Control Systems

Types of systems in modern use:

• Distributed Control Systems (DCS)
• Supervisory Control And Data Acquisition (SCADA) systems,
• Building Management Systems (BMS)

Distributed Control Systems (DCS)

Distributed control systems are control systems where the controller elements are not central in location but are distributed throughout the system. Each component sub-system is controlled by one or more controllers. The entire system of controllers is connected by networks for communication and monitoring.

DCS Objectives:

• Safe operation of the plant
• Lowest cost of generation
• Longest equipment life
• Minimum environmental effect
• Maximum efficiency
• Energy conservation

DCS Benefits:

• High reliability
• Improved response time
• Improve operator interface to plant
• Improve accessibility of plant data to engineering & management personnel
• Historical storage and retrieval system

The distributed control system is process-oriented as it considers the power plant as the center of the universe and presents data to operators as part of its job in managing the controlled process. The DCS is always connected to its data source, therefore it doesn’t need to maintain a database of current values. Redundancy is usually handled by parallel equipment, not by diffusion of information around a distributed database

The DCS uses microprocessors to manage control functions from a series of computer monitors. This enables various functions to be managed from an integrated display, showing clearly the interaction and interdependence of various control loops. The operating staff benefits from a larger quantity of readily available useful information, presented in a user-friendly and configurable format tailored to their specific needs.

DCS Operator Station

The DCS operator station is directly connected with its I/O through local wiring, FieldBus, networks, etc. When the DCS operator wants to see information he usually makes a request directly to the field I/O and gets a response. Field events can directly interrupt the system and advise the operator.
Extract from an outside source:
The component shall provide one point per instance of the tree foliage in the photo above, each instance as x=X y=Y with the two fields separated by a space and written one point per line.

A plant DCS has the following characteristics:

• The operator interface can be either through individual digital control stations for each controlled variable or through a monitor screen with a keyboard and mouse or other input device.
• Considerable flexibility is available for configuring the control loops because the control functions are largely embedded in the computer software rather than in the hardware. Plant operators are often involved in the initial design of the interface in order to ensure that it meets their needs.

Maintenance

• Control loop tuning, diagnostics, and configuration can be done using the system software. Control tuning can be done while viewing the results of their adjustments in real-time from a single CRT.
• Modular hardware makes the replacement of faulty equipment a quick and simple process and reduces the amount of parts inventory that must be maintained.

Device Communication

Fieldbus is a generic term used to describe a digital communications network that is used to replace the existing 4 – 20mA analog signal. The network is a digital, bi-directional, multidrop, serial-bus, communications network that is used to link isolated field devices, such as controllers, transducers, actuators, and sensors. Each field device has low-cost computing power installed in it, making each device a ‘smart’ device. Each device is able to execute simple functions on its own. For example diagnostic, control, maintenance, and bi-directional communication functions.

Distribution Control System Advantages:

• Reduction in system hardware: fewer controllers and less wiring required to control processes.
• Reduction in installation costs: less equipment to install, the installation is simpler and quicker. Reduction in material and labor costs for installing wire, cable tray, conduit, marshaling cabinets, junction boxes, and terminal blocks.
• Less space required: less equipment and less wiring in the control room mean more space is available for other uses.
• Engineering drawings: the computer automatically produces accurate and up-to-date process logic drawings.
• Safety: fault state actions are embedded in the software with specific actions defined. In the event of a failure of the main computer, control falls back to the ‘local’ bridges which have independent power supplies and are programmed to default to a ‘safe mode’ relevant to the process.
• Increased process information: the amount of information available to operators and management is increased many times.
• Proactive maintenance: the main computer can carry out detailed diagnostic routines, testing for sensor failure, output failure, memory failure, configuration error, communication error, valve position and valve travel time used, stick-slip action, and so on. Maintenance and calibration are based on the actual condition of the device rather than a time period.
• System reliability: proactive maintenance means that equipment is well maintained.
• Quality control: centralized control and the ability to view the process in parts or in total, improves quality control.
• Stock holding: improved response and flexibility from the plant means that the product inventory can often be reduced.
• Spares: because of the compatibility and interchangeability of components, the user is not tied to one component supplier.
• Communications: control system or any of its components may be accessed from virtually anywhere, either over computer networks, or the Internet.